О «правильных» и «неправильных» языках
28 мая, 2004 - 00:00

Украине до сих пор бытует мнение о «сельском» языке как своем и «городском» — чужом. С одной стороны, это мнение питают определенные реалии, которые стали историческим следствием особенностей развития украинских городов, когда в них собирались люди всех национальностей и в городах становился господствующим, «межнациональным» язык только одного народа — не всегда наиболее многочисленного, но всегда более уверенного в своем преимуществе, своей исключительности. Поэтому в такой стране города становились не центрами национально-культурного развития, а наоборот, — центрами денационализации.

А с другой стороны, такая ситуация указывает на ограниченность («недалекость») тех, кто ее создает. Они не привыкли читать книг (на каком бы то ни было языке!), интересоваться тем, что выходит за пределы повседневных забот, настоящей культурой (для них, как и для Прони Прокоповны, «культурное» — это то, что модно, «раскручено»). Поэтому массив национальной культуры, литературы (не этнографически-фольклорного примитива, а профессиональной, авторской), настоящий литературный язык — вне их кругозора.
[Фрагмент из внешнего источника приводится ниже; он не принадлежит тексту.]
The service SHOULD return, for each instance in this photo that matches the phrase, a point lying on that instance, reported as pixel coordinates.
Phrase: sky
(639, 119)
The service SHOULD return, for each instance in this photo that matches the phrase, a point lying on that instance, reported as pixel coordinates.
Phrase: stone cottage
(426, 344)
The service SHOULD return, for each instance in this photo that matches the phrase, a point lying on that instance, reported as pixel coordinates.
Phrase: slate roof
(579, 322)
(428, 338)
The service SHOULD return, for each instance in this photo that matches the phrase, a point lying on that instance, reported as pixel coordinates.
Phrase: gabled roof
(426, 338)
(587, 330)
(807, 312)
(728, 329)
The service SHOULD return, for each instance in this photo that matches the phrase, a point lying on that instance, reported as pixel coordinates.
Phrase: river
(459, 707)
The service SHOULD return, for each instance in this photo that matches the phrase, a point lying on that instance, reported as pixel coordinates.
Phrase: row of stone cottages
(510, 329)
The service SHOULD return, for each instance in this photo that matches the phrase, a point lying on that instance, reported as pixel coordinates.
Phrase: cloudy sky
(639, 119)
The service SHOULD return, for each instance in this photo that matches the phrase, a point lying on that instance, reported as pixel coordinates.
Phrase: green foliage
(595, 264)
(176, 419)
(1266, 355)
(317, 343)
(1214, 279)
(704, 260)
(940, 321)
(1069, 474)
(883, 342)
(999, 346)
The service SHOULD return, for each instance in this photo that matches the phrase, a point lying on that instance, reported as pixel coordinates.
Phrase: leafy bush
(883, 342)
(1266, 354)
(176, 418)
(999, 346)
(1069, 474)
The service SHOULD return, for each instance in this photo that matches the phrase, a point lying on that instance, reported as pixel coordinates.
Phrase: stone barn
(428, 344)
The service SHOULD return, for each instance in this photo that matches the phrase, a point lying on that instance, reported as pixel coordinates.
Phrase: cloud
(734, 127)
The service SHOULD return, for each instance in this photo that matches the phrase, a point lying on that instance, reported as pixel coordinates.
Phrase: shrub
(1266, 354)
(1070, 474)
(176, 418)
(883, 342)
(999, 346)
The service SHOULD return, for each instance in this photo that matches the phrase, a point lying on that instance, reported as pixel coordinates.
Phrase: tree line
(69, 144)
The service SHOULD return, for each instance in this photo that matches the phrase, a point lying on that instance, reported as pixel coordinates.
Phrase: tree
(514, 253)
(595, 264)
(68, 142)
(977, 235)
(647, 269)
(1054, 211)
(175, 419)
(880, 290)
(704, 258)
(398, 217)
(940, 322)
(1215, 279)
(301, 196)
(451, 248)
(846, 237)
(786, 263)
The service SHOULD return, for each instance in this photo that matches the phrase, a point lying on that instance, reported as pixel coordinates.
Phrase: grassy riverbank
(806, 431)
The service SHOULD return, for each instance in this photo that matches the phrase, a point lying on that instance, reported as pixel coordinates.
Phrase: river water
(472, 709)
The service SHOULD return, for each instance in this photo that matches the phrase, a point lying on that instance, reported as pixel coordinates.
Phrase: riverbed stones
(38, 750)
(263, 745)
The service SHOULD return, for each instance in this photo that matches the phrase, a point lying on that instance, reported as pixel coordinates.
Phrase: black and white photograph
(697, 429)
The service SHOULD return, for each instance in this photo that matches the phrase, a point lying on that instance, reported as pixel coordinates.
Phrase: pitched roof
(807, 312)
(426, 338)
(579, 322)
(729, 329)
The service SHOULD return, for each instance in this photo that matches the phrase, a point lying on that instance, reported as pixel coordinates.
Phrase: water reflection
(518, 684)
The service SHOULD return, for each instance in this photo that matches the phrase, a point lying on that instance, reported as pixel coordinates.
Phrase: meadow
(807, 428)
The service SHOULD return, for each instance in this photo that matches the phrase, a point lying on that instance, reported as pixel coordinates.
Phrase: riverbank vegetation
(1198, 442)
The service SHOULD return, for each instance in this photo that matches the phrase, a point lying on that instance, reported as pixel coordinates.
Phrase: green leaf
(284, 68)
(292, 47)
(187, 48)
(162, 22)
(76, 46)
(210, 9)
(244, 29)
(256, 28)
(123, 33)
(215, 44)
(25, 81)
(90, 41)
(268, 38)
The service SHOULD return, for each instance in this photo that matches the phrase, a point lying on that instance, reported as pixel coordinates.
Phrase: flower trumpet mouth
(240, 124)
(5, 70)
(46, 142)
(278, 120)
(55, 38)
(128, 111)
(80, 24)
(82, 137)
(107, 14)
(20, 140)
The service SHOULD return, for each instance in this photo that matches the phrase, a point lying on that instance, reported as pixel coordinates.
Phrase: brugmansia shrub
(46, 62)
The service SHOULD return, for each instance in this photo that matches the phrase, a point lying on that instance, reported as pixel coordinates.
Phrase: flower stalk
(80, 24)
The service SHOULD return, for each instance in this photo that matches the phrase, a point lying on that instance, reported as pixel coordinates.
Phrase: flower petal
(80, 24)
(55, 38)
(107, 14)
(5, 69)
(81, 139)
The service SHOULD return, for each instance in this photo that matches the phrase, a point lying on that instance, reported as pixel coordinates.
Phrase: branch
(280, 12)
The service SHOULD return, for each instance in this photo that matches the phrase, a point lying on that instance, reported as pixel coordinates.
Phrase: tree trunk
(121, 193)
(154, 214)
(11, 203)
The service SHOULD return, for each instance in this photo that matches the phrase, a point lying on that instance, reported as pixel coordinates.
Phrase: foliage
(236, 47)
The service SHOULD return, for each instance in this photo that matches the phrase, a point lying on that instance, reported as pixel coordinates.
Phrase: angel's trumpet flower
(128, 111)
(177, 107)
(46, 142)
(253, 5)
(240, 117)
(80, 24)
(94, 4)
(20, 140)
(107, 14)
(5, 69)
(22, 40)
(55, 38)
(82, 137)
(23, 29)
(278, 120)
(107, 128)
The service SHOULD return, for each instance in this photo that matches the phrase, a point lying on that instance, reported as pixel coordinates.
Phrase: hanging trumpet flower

Соответственно, они действительно сталкиваются преимущественно с теми носителями украинского языка, которые пользуются им только из-за того, что не научились еще хорошо говорить по-русски, и почти никогда с теми, кто, зная русский язык и довольно часто еще несколько других языков, считает, однако, нужным разговаривать на своем, родном.

Тем, кто перенял подобное отношение от этой весьма специфической общественности, среди которой им суждено жить с мыслями, которые распространены в ней, они вынуждены считаться — в первую очередь дети, — надо «показывать» тот литературный язык, те произведения высшего уровня, на котором они написаны; тех людей, которые разговаривают на нем отнюдь не по незнанию русского языка. Нужно доказывать ошибочность ассоциирования всего украинского с чем-то «второстепенным»: украинского языка — с селом, украинского театра — только с театром музыкальной комедии (что, по сути, является только современной модификацией ярмарочного балагана), украинских писателей — прежде всего с юмористами (т.е., что ни говори, в известной степени паяцами!) и тому подобное.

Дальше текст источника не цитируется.